Kejagung terus mendalami kasus ini guna memastikan invoice Navayo benar-benar fiktif. Penyidik juga menelusuri alur kerja sama antara Navayo dengan pejabat Kemhan untuk mengungkap potensi tindak pidana. Proses hukum ini harus memberikan keadilan dan melindungi negara dari kerugian.
Di samping itu, Kejagung juga menegaskan bahwa penandatanganan kontrak tanpa proses pengadaan yang transparan melanggar ketentuan hukum. Oleh karena itu, pihaknya akan mengambil langkah tegas terhadap semua pihak yang terlibat dalam kasus ini. Kejagung berupaya membatalkan putusan arbitrase yang merugikan Indonesia melalui langkah hukum.
Sementara itu, masyarakat menunggu perkembangan penyidikan lebih lanjut. Masyarakat berharap proses hukum ini mampu mengungkap kebenaran sekaligus memulihkan kerugian negara. Pengawasan yang lebih ketat dapat mencegah kejadian serupa terulang di masa depan.
Akhirnya, Kejagung berkomitmen untuk menyelesaikan kasus ini secara transparan dan akuntabel.

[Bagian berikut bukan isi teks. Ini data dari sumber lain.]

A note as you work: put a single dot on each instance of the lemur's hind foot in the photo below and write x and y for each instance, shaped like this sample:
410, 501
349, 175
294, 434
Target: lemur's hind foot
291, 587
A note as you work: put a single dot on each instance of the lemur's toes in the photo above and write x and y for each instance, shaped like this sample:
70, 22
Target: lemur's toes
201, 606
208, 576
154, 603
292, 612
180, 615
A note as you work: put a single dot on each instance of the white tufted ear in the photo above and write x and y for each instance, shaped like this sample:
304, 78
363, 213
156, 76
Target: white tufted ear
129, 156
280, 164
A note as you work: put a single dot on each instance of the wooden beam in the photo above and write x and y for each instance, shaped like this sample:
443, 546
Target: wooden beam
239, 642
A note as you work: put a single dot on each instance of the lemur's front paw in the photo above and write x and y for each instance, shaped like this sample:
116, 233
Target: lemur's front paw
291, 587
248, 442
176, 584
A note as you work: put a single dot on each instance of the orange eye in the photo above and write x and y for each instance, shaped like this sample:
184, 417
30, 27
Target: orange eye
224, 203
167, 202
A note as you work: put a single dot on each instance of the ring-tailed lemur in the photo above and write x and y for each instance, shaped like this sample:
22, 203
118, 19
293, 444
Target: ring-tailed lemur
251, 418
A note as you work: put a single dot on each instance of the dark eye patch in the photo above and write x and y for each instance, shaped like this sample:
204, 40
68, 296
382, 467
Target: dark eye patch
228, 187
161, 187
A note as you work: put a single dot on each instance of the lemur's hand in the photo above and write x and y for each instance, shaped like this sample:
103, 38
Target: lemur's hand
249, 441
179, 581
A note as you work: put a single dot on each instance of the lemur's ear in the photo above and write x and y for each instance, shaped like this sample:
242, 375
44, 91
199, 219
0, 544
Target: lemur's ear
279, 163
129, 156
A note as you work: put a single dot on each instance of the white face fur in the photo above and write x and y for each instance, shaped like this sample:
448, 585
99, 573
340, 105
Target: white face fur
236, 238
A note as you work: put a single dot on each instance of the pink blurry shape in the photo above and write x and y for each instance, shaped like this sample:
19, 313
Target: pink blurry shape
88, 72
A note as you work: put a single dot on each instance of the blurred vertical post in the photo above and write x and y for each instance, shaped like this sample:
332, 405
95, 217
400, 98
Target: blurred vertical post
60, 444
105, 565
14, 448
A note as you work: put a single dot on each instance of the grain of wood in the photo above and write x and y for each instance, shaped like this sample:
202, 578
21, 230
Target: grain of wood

Selain itu, mereka juga akan terus berkoordinasi dengan berbagai pihak untuk memastikan proses hukum berjalan sesuai aturan.Proses hukum ini akan menegakkan kepastian hukum dan keadilan.
Sebagai penutup, kasus ini menjadi pelajaran penting tentang pentingnya pengawasan dalam pengadaan barang dan jasa pemerintah.Semua pihak harus lebih berhati-hati dalam menjalankan tugas agar dapat mencegah penyimpangan di masa depan.